Me too, Marcel! I know exactly how you feel. The typography of the 19th century; the stylishness of Bruxelles; poems encrypted as installations; art shows as decor, displays or film sets filled with ferns and folding chairs – how could I not be overstimulated by all of this? Haidu argues that Broodthaers’ version of institutional critique was based on his good-for-nothing career as a poet and his critique of language as a corrupted, dysfunctional tool. His work effectively subverts art’s instrumentalization for the construction of national identity and the continuation of imperial structures. Today, as fictions of nationalism flourish and the dusty colonial order of the museum spreads through all fields of culture, it is refreshing to engage with his smart and elegant rejections.

This is all very inspiring. Although I’m über-excited, at the same time I’m afraid to doze off over Haidu’s circulating arguments. Instead of taking a nap, I choose to cruise Dufferin Mall. Strolling through the mall without a shopping list is equivalent to a nap in many ways. Everybody here moves in slow motion, sleepwalking. What happens inside the mall stays in the mall. The experience slips away from memory the moment you exit, impossible to recall like traces of a dream. The gaze slips along the grayness and beigeness of surfaces and retail displays. It is practical to navigate this space using the sense of smell instead of vision. Let the food court be your guide. The diverse cuisines of the globe emit a surprisingly unified bouquet. If you could distill and bottle it, it would be mayonnaise! In the mall’s deep end, sensations are subtler and more isolated. This is the late afternoon, sunset strip of the Dufferin arcades, where stores and stalls often close or swap places. Everything fades away. In the stillness of the air, psychedelic whiffs of polystyrene wave out of shops. It’s the intoxicating smell of factory freshness. No wonder kids love this place! Nowhere else is the aroma of plastic so touchable. High on synthetic stimulants, the only visuals that register in this abyss are the tropical fish on the screens of HD monitors stacked in front of electronics stores. Look at their shimmering textures! How brilliant. Every sparkle on their sequined bodies is crystal clear. The flâneur is hypnotized by the fluorescent rainbow pixels.

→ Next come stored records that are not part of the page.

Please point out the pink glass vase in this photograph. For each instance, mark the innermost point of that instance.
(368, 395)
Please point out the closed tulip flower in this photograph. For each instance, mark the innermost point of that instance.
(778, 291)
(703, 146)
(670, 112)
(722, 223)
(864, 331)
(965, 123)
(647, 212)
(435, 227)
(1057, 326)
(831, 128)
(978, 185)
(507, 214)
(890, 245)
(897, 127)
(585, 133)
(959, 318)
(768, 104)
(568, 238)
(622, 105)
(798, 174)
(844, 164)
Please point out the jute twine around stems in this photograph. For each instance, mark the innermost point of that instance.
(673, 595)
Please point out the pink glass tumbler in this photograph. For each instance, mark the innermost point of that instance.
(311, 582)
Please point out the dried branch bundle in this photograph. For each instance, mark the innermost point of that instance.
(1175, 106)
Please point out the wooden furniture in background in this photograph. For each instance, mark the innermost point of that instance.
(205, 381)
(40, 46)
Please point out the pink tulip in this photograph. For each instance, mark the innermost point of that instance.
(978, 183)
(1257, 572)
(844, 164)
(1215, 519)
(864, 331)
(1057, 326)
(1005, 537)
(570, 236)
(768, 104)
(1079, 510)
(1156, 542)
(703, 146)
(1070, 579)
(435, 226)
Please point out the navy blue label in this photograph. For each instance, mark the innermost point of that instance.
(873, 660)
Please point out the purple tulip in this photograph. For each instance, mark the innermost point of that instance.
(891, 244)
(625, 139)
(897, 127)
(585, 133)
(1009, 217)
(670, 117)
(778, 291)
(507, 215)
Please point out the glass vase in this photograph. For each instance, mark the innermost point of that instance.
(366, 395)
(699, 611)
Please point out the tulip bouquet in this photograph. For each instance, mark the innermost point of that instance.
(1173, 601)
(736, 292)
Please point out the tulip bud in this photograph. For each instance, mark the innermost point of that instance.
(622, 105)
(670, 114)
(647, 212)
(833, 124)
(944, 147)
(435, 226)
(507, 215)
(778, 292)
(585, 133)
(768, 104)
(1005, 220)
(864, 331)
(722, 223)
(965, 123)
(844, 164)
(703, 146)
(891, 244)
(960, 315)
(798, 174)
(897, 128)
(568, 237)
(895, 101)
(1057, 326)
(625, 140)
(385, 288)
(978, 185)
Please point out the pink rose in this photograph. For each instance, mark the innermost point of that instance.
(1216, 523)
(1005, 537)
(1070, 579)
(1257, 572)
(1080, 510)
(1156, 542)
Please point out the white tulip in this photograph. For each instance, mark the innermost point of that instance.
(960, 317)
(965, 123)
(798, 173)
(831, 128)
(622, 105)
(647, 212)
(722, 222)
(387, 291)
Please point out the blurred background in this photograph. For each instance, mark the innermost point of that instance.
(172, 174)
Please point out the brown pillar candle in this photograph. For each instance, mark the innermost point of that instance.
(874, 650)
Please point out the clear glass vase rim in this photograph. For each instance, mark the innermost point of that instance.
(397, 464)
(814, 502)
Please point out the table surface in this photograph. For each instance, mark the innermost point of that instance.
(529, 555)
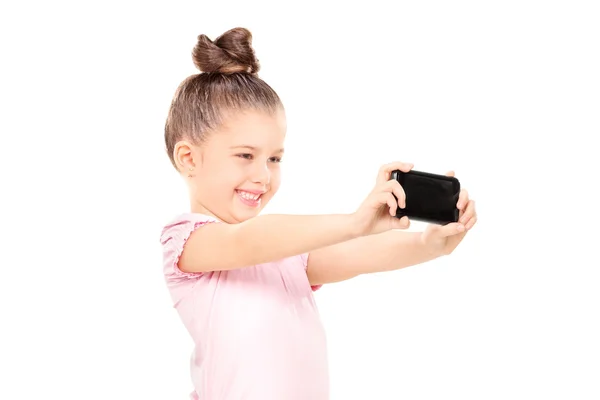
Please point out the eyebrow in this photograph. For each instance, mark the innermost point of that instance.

Ok, we need to switch the channel! Number 176 on cable, Al Jazeera’s live feed of Tahrir Square has been everybody’s favourite stimulation over the past weeks. Suspense alternated with euphoria: suddenly, not only a more equitable world, but also a better journalism seemed possible. A confusing report was broadcast on January 29. Filmed in a first-person-shooter video game perspective, it showed armed soldiers escorting the camera through the Egyptian Museum in Cairo. Traveling between mummies, cabinets and sculptures, it documented the damage inflicted on artworks during a break-in the night before. According to German newspaper Die Zeit, the thieves were underpaid watchmen of the museum.2 Citizens of Cairo protected the collection from further damage. Looking at the details of the broadcast, the destruction seems carefully staged: a shattered case, pieces of glass on the floor, a paper cup, and the remaining parts of a broken figurine ─ golden feet standing on a wooden boat. In this violent image, the antique is recharged with new visual energy. The stimulating effect of the arrangement is undeniable. Not sublime like in the work of Broodthaers, but similar in the opposite way.

NOTES

1. Text on the invitation to Marcel Broodthaers’ first gallery exhibition, Galerie Saint-Laurent, Brussels, April 10–25, 1964. Translation: “Me too, I asked myself if I could not sell something and succeed in life. For some time now, I have been a good-for-nothing. I am forty-one years old…”
2. http://www.zeit.de/kultur/2011-02/diebstahl-aegyptisches-museum


Oliver Husain is a filmmaker and artist based in Toronto. Husain studied film and media art in Offenbach, Germany and Baroda, India. He was included in The Power Plant exhibition We Can Do This Now (2006 –7) and in 2010 had solo exhibitions at the Art Gallery of York University and Susan Hobbs Gallery, Toronto.